4. Juli 2024

Management auf den Punkt gebracht!

Mit Haut und Haaren

KRITIK: Die Frage drängt sich auf, wenn man die Geschichten obsessiver Gründer liest, die sich mit Haut und Haaren ihrer Idee verschrieben haben und nicht eher ruhen, bis sich der Erfolg einstellt. Ohne Rücksicht auf andere oder die eigene Gesundheit. Braucht man das als Gründer?

Haben Sie vielleicht einen solchen Boss? Ständig „zwischen Wunsch- und Wahnvorstellung„, „zwischen hohem Selbstanspruch und Vermessenheit, gesunder Utopiesehnsucht und pathologischem Imponiergehabe„? In einem Beitrag der Wirtschaftswoche (Macht Wahn Sinn), der als Aufhänger den Tesla-Chef Elon Musk hat, aber auch Unternehmer wie Erich Sixt, Lars Hinrich oder Felix Haas zitiert, sind sich alle einig: Man braucht Besessenheit, ohne diese hält man nicht durch. Es folgen die bekannten Zahlen: In den USA scheitert jedes zweite Start-up, in Deutschland überlebt gar nur jedes dritte.

Soll das nun heißen, die Gründer der gescheiterten Unternehmen hätten diese Besessenheit nicht gehabt? Sicher nicht, könnte ja auch an der Geschäftsidee gelegen haben. Umgekehrt bin ich nicht mal sicher, ob jeder Gründer, der es geschafft hat, wirklich ein notorischer Optimist ist, eine Mischung aus „Perfektionismus, Rechthaberei und Kontrollwahn“ wie Steve Jobs oder Jeff Bezos.

Das hängt sicher auch von der Art der Vision ab.
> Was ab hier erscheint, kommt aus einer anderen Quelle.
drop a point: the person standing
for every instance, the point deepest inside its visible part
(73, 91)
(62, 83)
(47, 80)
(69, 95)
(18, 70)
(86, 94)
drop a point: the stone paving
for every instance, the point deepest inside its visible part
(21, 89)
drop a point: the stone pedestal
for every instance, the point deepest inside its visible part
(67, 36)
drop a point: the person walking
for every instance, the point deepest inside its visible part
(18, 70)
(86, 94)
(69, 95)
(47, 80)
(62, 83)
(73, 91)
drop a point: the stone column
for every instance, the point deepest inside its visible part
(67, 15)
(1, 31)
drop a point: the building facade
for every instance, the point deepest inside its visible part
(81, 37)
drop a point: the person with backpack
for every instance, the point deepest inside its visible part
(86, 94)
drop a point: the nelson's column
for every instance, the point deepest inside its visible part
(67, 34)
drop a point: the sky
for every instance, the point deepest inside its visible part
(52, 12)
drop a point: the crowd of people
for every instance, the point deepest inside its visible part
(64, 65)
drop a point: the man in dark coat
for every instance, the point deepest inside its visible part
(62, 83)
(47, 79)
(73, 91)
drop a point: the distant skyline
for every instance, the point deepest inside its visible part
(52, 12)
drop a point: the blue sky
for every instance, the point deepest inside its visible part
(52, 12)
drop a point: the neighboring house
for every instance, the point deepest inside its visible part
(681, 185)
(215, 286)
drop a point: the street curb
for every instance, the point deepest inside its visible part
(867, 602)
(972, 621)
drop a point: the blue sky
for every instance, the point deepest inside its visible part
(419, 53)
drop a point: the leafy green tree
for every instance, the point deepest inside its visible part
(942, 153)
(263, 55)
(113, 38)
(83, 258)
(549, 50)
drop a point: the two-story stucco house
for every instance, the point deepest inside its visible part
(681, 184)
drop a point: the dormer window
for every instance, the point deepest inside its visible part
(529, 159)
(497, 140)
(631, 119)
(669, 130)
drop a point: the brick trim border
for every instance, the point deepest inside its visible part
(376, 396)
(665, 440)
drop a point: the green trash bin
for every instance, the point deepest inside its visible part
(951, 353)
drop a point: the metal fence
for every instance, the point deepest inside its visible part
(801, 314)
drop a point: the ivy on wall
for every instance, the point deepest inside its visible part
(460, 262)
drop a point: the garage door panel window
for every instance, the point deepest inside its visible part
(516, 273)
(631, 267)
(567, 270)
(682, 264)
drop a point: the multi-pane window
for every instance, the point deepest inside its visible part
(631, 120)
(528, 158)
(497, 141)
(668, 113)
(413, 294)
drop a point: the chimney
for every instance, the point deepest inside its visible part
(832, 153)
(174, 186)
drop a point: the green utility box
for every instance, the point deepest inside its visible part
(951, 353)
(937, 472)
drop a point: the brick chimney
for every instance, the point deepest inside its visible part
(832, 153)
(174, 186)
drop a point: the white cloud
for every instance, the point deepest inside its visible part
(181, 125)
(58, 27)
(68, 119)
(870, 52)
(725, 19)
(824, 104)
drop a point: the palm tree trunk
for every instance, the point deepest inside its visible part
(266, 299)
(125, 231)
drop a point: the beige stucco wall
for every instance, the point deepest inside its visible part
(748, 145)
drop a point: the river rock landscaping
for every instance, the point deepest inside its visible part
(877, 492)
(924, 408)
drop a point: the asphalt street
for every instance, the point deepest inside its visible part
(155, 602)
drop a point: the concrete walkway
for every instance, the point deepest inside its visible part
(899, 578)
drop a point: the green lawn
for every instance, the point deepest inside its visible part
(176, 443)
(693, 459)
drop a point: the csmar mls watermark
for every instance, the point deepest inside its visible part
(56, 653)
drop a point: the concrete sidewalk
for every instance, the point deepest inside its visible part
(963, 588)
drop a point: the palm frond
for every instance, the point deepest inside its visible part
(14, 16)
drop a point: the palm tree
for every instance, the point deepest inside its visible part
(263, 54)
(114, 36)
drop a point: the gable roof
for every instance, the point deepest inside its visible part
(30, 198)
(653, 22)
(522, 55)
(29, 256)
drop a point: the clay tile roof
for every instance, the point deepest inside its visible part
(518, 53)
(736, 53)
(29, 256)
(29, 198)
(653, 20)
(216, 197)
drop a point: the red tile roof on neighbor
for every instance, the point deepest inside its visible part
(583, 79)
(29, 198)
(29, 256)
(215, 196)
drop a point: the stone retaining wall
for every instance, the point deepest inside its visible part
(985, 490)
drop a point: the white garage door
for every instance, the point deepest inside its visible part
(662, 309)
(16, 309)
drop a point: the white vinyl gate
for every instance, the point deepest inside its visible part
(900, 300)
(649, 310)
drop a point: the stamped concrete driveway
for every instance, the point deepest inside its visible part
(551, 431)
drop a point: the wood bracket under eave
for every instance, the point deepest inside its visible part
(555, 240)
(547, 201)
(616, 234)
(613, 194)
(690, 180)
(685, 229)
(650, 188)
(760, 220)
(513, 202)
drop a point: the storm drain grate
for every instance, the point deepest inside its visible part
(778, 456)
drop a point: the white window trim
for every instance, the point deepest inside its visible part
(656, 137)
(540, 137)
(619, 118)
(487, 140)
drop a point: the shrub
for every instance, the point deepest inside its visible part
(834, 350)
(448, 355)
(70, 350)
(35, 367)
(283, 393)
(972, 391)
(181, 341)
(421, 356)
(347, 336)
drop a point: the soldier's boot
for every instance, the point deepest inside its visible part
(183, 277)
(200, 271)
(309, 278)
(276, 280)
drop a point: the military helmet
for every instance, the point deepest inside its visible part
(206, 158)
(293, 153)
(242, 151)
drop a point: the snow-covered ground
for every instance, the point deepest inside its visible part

Wer Menschen zum Mars schicken will und Kapitalgeber von der Idee überzeugen muss, bei dem mag das stimmen. Zwei Botschaften in dem Artikel finde ich bemerkenswert: Das Bild des besessenen Gründers, der auf jeden Fall in ganz großen Dimensionen denken muss, ist relativ neu. Vorher galt als Ideal-Unternehmer eher der besonnene Kaufmann, der „stets auch nüchtern das Nächstliegende zu planen und sich zum Wohle seines Unternehmens in Zucht zu nehmen“ weiß. Dem Unternehmer, dem heute gehuldigt wird, hat erst der Finanzkapitalismus den Weg bereitet. Dieser „sanktionierte die Mäßigung und honorierte den Exzess… und erhob den Wahnsinn zum Geschäftsmodell„.

Der andere Gedanke (den man allerdings auch schon häufiger gelesen hat): Die Cleveren unter den Wahnsinnigen holen sich Mitstreiter an Bord, die ein Gegengewicht zu ihrer Besessenheit darstellen: Steve Jobs holte Tim Cook, Mark Zuckerberg Sheryl Sandberg, Serbey Brin und Larry Page gewannen Eric Schmidt als „Elterliche Aufsicht„.

Wie so oft wird die Geschichte zeigen, wie viel Größenwahn tatsächlich für dauerhaften Erfolg sorgt. Und ob die „Helden“ von heute später auch noch so bewundert werden oder ob man über sie und alle ihre Fans den Kopf schütteln wird. Nicht zufällig werden sie in dem Artikel mit den Erorberern früherer Jahrhunderte verglichen, die auch irgendwo auf der Grenze zum Wahnsinn agierten und deren Heldentaten sicher fragwürdig sind.